I always remember Lama Michael’s response to someone asking about celebrating Christian holidays when one is not a Christian: after one of his characteristic, unsettling pauses, he said carefully, “it’s not obvious to me that I am not a Christian.”
In fact, in this twilight of my life, as I give rein to my intuitional mind to play with prayer as it sees fit, it is obvious to me that I am a Christian, in several important senses. There has never been a teaching I responded to more immediately and viscerally than the Sermon on the Mount.
The Dalai Lama once said that you should practice in the religious tradition you grew up in, if you can, which is good sense: it will be adapted to your sensibilities and your culture in ways that no alien tradition will be able to match. I used to mull that over, and conclude that I was someone who grew up in a Christian culture who could not practice in it, because of its insistence on endorsing propositions about God that seem to me to be inescapably self-contradictory, and clearly wrong. But of course I didn’t grow up Christian, or only Christian. I grew up atheist and aggressively, reductively materialist, as well. (My mother was some sort of faint Christian who didn’t choose to challenge my father’s atheism: I often wonder now what her interior religious life was like. I will never know.) My father’s morality is entirely Christian, though, like many atheists, he fondly believes that he thought it all up rationally.
And then Buddhism has been an equally deep influence: if it came later, it was also the context of almost all my structured spiritual practice, and my most influential teachers. I have fallen gradually back into praying, before meditation, with the full Buddhist prayers, together with their references to enlightenment and reincarnation: using my own tailored versions felt increasingly artificial and stupid – like correcting someone’s grammar when they’re making a passionate declaration of love.
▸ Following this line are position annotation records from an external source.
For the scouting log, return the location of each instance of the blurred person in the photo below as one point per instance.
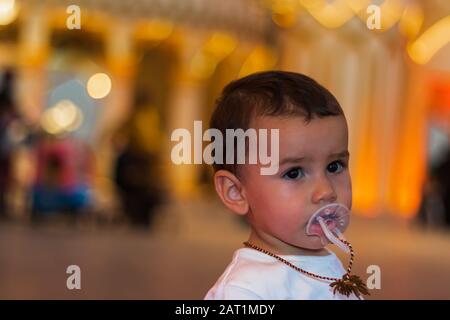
(136, 183)
(7, 117)
(62, 183)
(434, 209)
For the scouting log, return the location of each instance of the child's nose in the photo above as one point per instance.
(324, 191)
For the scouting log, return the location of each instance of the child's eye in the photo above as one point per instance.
(293, 174)
(336, 166)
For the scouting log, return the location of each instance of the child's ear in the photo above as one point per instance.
(229, 188)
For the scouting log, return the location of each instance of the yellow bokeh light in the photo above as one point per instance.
(154, 30)
(99, 85)
(411, 21)
(8, 11)
(260, 59)
(433, 39)
(65, 116)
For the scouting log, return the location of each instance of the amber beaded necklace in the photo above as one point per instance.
(346, 285)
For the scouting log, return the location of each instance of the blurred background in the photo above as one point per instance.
(90, 91)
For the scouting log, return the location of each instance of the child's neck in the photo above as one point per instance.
(279, 247)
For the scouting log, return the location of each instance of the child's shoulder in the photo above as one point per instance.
(255, 275)
(250, 275)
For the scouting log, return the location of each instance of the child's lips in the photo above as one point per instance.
(316, 229)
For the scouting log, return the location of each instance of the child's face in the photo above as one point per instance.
(280, 205)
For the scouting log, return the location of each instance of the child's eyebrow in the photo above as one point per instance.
(342, 154)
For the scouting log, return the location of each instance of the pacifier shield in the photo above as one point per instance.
(335, 216)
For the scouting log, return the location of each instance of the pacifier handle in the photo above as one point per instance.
(330, 235)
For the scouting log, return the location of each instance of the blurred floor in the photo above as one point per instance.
(187, 251)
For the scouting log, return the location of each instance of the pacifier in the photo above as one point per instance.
(330, 222)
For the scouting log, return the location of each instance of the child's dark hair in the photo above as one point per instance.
(270, 93)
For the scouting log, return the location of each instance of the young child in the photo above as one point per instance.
(313, 172)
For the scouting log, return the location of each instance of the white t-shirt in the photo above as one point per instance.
(253, 275)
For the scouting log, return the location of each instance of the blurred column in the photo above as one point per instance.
(33, 48)
(121, 65)
(410, 164)
(186, 106)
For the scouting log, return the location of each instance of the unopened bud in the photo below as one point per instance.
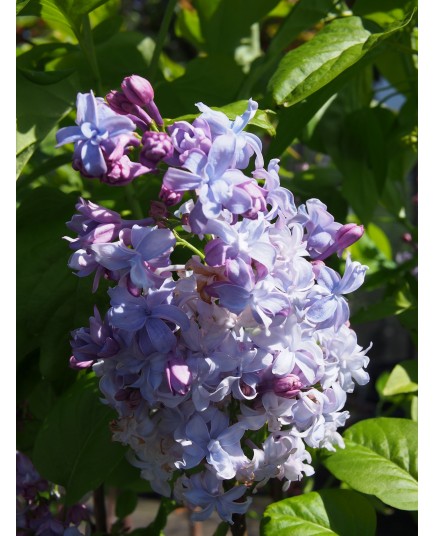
(138, 90)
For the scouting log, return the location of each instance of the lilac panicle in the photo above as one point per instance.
(98, 133)
(157, 146)
(140, 92)
(248, 351)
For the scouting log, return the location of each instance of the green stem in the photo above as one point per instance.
(181, 242)
(136, 209)
(160, 39)
(86, 43)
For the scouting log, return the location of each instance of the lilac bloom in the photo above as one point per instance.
(96, 224)
(210, 436)
(302, 356)
(247, 144)
(157, 146)
(326, 305)
(280, 199)
(320, 226)
(150, 246)
(216, 184)
(264, 299)
(346, 235)
(185, 137)
(247, 240)
(98, 128)
(206, 491)
(149, 315)
(93, 343)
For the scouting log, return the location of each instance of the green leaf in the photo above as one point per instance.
(302, 16)
(383, 12)
(231, 19)
(308, 68)
(222, 529)
(188, 26)
(74, 447)
(414, 408)
(45, 77)
(156, 527)
(402, 379)
(319, 513)
(126, 503)
(380, 458)
(260, 120)
(292, 120)
(21, 4)
(39, 109)
(361, 157)
(69, 11)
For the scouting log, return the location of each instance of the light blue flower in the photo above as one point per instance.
(99, 129)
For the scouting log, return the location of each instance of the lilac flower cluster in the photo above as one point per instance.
(224, 369)
(37, 499)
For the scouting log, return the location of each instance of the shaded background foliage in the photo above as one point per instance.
(337, 83)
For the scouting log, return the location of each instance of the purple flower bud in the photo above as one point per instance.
(169, 197)
(287, 387)
(347, 235)
(156, 147)
(138, 90)
(120, 103)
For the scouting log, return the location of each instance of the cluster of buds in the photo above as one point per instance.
(39, 510)
(224, 369)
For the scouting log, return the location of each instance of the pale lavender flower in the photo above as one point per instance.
(100, 133)
(157, 146)
(206, 491)
(150, 315)
(150, 249)
(326, 305)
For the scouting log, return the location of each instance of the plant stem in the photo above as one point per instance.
(160, 38)
(136, 209)
(181, 242)
(85, 40)
(239, 528)
(99, 509)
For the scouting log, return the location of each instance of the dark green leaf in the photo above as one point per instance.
(107, 29)
(74, 447)
(222, 529)
(41, 399)
(380, 458)
(188, 26)
(213, 80)
(361, 157)
(293, 120)
(301, 17)
(326, 512)
(21, 4)
(156, 527)
(308, 68)
(39, 109)
(402, 379)
(231, 19)
(69, 11)
(383, 12)
(126, 503)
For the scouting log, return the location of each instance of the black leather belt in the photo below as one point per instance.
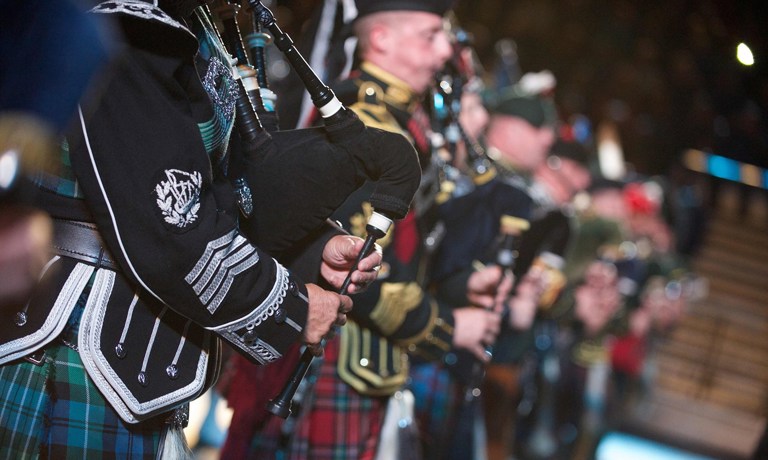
(81, 241)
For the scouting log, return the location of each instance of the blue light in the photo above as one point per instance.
(724, 168)
(621, 446)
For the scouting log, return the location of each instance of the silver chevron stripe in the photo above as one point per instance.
(252, 260)
(223, 259)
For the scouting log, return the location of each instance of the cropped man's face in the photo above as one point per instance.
(418, 48)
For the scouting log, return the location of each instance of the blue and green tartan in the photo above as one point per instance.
(54, 410)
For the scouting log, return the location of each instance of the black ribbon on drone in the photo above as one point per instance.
(299, 177)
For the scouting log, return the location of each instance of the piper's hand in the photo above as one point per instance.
(339, 256)
(474, 329)
(326, 310)
(488, 287)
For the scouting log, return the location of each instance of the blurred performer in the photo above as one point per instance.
(151, 269)
(519, 135)
(36, 102)
(402, 45)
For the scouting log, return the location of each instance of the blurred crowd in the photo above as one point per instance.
(512, 310)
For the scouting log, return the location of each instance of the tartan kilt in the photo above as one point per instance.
(438, 398)
(341, 423)
(53, 410)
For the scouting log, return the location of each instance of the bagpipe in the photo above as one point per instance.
(299, 177)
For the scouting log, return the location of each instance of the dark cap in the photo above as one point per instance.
(535, 109)
(438, 7)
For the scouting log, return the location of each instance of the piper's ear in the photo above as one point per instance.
(379, 35)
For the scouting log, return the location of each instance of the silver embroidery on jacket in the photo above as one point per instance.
(236, 332)
(223, 259)
(139, 9)
(179, 197)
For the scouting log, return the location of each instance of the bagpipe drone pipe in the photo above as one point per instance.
(297, 178)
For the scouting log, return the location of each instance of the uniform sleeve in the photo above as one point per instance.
(169, 220)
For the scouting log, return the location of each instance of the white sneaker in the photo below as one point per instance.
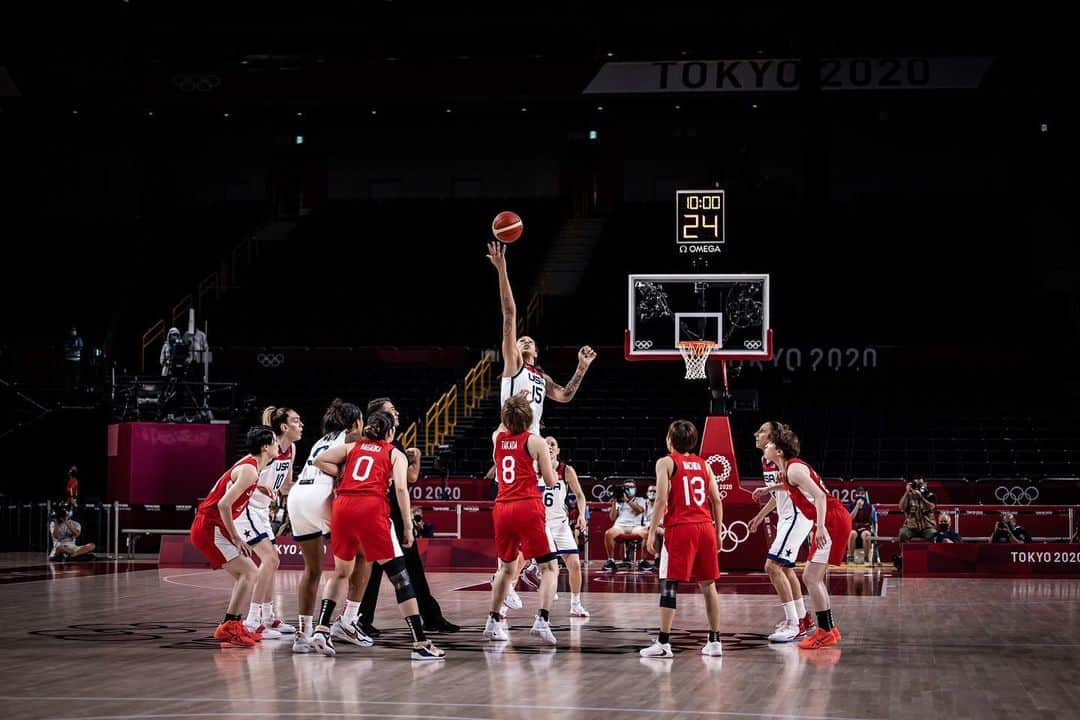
(657, 650)
(301, 643)
(268, 634)
(323, 643)
(350, 634)
(495, 630)
(784, 633)
(713, 649)
(428, 652)
(541, 628)
(282, 626)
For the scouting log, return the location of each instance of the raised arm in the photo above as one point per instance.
(566, 393)
(715, 501)
(511, 355)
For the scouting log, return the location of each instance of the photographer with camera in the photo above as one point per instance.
(1008, 531)
(65, 531)
(421, 529)
(918, 504)
(625, 514)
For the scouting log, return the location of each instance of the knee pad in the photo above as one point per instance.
(399, 575)
(667, 591)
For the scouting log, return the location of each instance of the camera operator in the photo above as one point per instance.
(625, 514)
(918, 504)
(945, 532)
(65, 531)
(175, 354)
(421, 529)
(1008, 531)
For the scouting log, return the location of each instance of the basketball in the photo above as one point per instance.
(507, 227)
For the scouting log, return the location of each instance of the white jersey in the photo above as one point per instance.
(530, 381)
(626, 514)
(771, 474)
(310, 474)
(271, 478)
(554, 498)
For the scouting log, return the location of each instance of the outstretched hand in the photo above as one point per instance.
(585, 356)
(497, 254)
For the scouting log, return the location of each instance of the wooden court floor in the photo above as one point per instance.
(129, 640)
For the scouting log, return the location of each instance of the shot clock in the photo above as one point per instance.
(699, 221)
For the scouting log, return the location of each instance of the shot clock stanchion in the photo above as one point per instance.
(704, 320)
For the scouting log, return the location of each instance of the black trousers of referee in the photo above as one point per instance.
(430, 612)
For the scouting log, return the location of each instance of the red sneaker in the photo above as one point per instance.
(234, 633)
(820, 639)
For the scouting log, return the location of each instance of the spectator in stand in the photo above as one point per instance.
(918, 504)
(945, 533)
(863, 525)
(1008, 531)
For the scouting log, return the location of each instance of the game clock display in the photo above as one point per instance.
(699, 221)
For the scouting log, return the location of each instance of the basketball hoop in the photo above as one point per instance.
(696, 353)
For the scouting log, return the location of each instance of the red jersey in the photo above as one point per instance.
(688, 499)
(805, 502)
(368, 470)
(513, 469)
(208, 506)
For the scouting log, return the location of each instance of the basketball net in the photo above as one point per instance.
(696, 353)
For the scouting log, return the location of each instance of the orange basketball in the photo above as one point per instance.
(507, 227)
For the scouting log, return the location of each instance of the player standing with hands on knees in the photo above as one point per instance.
(832, 526)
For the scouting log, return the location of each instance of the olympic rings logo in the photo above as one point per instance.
(1016, 496)
(270, 360)
(725, 463)
(196, 83)
(732, 535)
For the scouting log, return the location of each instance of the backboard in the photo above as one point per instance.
(731, 311)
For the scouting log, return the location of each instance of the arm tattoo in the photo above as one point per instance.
(571, 386)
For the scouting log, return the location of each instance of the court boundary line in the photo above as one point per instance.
(580, 708)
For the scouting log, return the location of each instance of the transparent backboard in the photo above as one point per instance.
(731, 311)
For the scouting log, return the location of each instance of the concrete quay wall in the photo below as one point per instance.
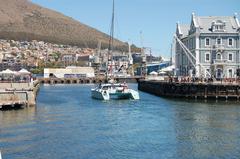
(191, 90)
(12, 94)
(85, 80)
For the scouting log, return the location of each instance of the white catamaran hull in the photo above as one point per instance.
(112, 94)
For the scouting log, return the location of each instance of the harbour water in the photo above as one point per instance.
(68, 123)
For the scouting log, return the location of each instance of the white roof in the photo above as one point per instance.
(7, 71)
(168, 69)
(24, 71)
(153, 73)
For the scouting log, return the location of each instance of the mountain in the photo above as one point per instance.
(24, 20)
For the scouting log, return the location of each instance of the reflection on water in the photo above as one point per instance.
(67, 123)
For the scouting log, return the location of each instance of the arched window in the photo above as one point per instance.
(219, 56)
(207, 57)
(230, 73)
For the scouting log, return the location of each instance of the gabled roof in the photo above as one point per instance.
(205, 23)
(183, 29)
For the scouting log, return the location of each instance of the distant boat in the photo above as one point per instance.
(113, 90)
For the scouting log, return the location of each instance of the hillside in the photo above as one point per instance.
(24, 20)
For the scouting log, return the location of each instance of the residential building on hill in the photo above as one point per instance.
(208, 46)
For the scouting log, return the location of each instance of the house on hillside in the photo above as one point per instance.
(212, 45)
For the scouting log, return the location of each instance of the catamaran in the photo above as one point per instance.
(112, 90)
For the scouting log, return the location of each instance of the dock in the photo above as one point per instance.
(194, 90)
(85, 80)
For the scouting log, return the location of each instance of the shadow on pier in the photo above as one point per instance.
(85, 80)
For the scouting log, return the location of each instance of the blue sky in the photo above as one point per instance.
(156, 19)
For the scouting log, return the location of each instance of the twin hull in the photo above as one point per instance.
(108, 94)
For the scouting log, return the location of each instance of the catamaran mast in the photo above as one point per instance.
(111, 39)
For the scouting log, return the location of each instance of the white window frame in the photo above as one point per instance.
(207, 53)
(228, 41)
(232, 56)
(220, 56)
(220, 41)
(229, 73)
(206, 42)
There are times when being correct is not being right.
So I have either become one of those woolly-headed vague spiritual types that I used to to view with such contempt: or else I’ve simply realized that I come from a thoroughly decayed and fragmented background, that I’m the pup of an old bitch gone in the teeth, and there’s nothing to be gained by pretending I’m anything else. I’m not going to obtain authenticity by picking some old tradition and pretending I don’t know anything about any other. There is no way to back up, and anyway I don’t want to go backwards. I want to go on.
2 comments:
Very well put.
I love this and identify with it very much. Thank you for sharing that inner pull to prayer and meditation and the mystifying feelings that come with categorizing it. Grateful for your voice on this.